At the 2012 United States Olympic Trials in Omaha, Nebraska, Runge placed 25th in the 100-meter freestyle and 26th in the 50-meter freestyle.

In 2013, she competed at the World Junior Swimming Championships and won four medals including gold in the 4x200-meter freestyle relay.

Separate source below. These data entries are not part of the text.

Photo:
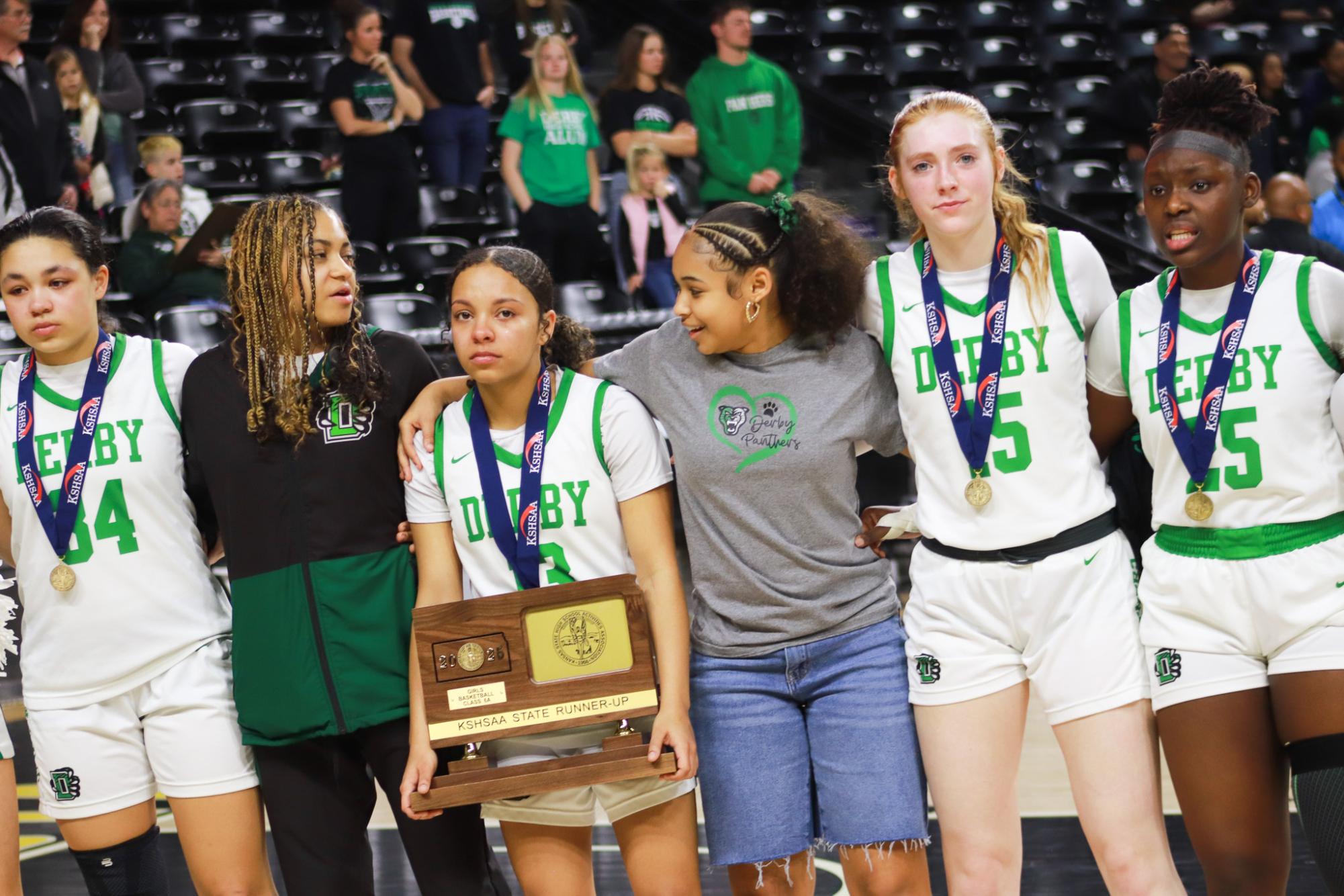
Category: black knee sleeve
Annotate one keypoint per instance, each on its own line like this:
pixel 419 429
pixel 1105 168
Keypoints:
pixel 1318 791
pixel 134 868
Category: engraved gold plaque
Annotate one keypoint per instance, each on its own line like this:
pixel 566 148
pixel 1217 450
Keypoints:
pixel 578 640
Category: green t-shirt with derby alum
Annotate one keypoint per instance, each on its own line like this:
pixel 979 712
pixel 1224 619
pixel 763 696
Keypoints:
pixel 555 144
pixel 765 474
pixel 749 120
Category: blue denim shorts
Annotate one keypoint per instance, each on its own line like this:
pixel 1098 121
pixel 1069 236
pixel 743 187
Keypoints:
pixel 808 746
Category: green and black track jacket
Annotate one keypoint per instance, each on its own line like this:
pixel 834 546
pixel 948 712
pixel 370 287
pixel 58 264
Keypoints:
pixel 322 592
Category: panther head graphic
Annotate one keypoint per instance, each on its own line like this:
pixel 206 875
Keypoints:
pixel 731 418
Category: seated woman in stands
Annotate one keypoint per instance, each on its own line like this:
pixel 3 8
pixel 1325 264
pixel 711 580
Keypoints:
pixel 144 265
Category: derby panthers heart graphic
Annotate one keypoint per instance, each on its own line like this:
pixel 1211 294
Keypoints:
pixel 742 421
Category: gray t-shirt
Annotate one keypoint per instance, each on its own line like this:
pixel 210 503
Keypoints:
pixel 765 468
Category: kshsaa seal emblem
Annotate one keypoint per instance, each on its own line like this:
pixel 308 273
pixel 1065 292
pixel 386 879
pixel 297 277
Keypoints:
pixel 580 639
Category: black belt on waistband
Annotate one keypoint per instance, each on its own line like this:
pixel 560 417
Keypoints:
pixel 1066 541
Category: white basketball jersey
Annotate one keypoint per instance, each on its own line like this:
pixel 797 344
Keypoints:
pixel 1277 457
pixel 581 523
pixel 1040 463
pixel 144 596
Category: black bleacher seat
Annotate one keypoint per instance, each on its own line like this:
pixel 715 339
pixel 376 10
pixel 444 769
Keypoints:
pixel 224 126
pixel 201 327
pixel 264 79
pixel 921 62
pixel 999 57
pixel 384 283
pixel 1224 45
pixel 1014 101
pixel 1066 15
pixel 1129 15
pixel 316 65
pixel 1090 187
pixel 1078 96
pixel 1300 42
pixel 1074 53
pixel 774 33
pixel 154 120
pixel 279 173
pixel 369 257
pixel 988 18
pixel 404 314
pixel 1134 48
pixel 842 69
pixel 194 37
pixel 918 21
pixel 283 33
pixel 842 25
pixel 217 174
pixel 173 81
pixel 302 124
pixel 589 299
pixel 421 257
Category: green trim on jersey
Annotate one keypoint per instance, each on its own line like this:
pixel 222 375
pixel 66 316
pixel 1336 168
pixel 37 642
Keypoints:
pixel 1214 327
pixel 1304 312
pixel 156 353
pixel 597 427
pixel 1250 543
pixel 562 394
pixel 889 307
pixel 1124 337
pixel 1057 273
pixel 49 394
pixel 439 455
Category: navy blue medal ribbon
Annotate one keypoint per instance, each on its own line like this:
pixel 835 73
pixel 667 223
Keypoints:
pixel 521 546
pixel 972 421
pixel 60 522
pixel 1196 445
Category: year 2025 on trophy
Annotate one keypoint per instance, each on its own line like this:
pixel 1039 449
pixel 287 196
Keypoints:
pixel 541 660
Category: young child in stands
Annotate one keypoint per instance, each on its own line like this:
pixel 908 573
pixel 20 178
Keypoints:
pixel 161 156
pixel 652 224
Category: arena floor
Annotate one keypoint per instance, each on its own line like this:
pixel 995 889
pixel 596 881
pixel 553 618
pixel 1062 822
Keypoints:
pixel 1057 859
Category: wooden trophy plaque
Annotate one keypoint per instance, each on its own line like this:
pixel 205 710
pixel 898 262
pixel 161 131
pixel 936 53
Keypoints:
pixel 541 660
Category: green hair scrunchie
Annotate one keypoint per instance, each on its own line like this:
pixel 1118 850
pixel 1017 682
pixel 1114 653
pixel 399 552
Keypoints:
pixel 784 212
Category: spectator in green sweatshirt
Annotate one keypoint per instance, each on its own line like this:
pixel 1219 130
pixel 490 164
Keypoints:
pixel 746 111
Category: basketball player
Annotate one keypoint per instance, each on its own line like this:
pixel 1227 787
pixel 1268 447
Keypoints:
pixel 1227 361
pixel 588 461
pixel 1022 576
pixel 127 672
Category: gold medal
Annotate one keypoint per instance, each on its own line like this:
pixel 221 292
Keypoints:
pixel 62 577
pixel 1199 507
pixel 979 492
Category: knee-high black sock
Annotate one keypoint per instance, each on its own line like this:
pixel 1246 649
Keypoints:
pixel 1318 791
pixel 134 868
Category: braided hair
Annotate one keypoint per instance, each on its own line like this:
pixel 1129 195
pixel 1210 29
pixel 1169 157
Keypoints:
pixel 816 259
pixel 1212 101
pixel 570 343
pixel 272 264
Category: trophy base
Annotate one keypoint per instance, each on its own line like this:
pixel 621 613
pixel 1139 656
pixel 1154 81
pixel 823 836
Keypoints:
pixel 474 781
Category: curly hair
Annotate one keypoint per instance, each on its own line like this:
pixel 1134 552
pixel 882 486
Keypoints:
pixel 1214 101
pixel 819 265
pixel 570 343
pixel 273 292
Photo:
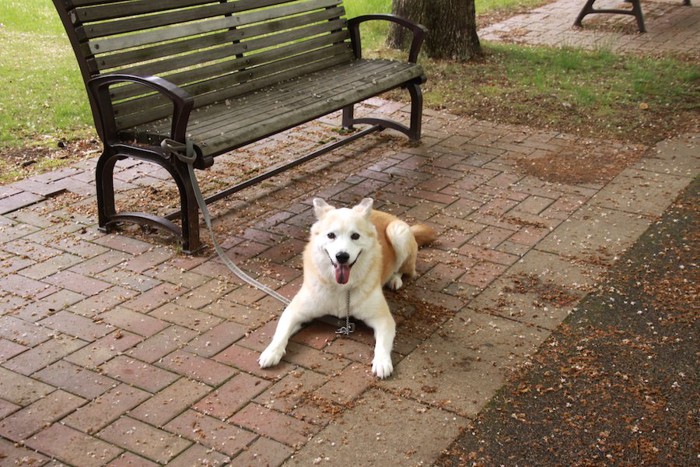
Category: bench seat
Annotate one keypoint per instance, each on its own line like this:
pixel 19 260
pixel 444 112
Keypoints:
pixel 221 127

At the 2014 US National Championships, the qualifying meet for both the 2014 Pan Pacific Swimming Championships and the 2015 World Aquatics Championships, she finished second in the 400- and 800-meter freestyle, and 6th in the 200-meter freestyle.

At the 2014 Pan Pacific Swimming Championships in Gold Coast, Australia, Runge placed 2nd in the 400-meter freestyle, 4th in the 1500-meter freestyle, and 5th in the 800-meter freestyle. In the 400-meter freestyle, she finished behind teammate Katie Ledecky, who set a world record.

She most recently won a gold medal in the 2016 Rio Olympic Games in the 4 x 200 freestyle relay.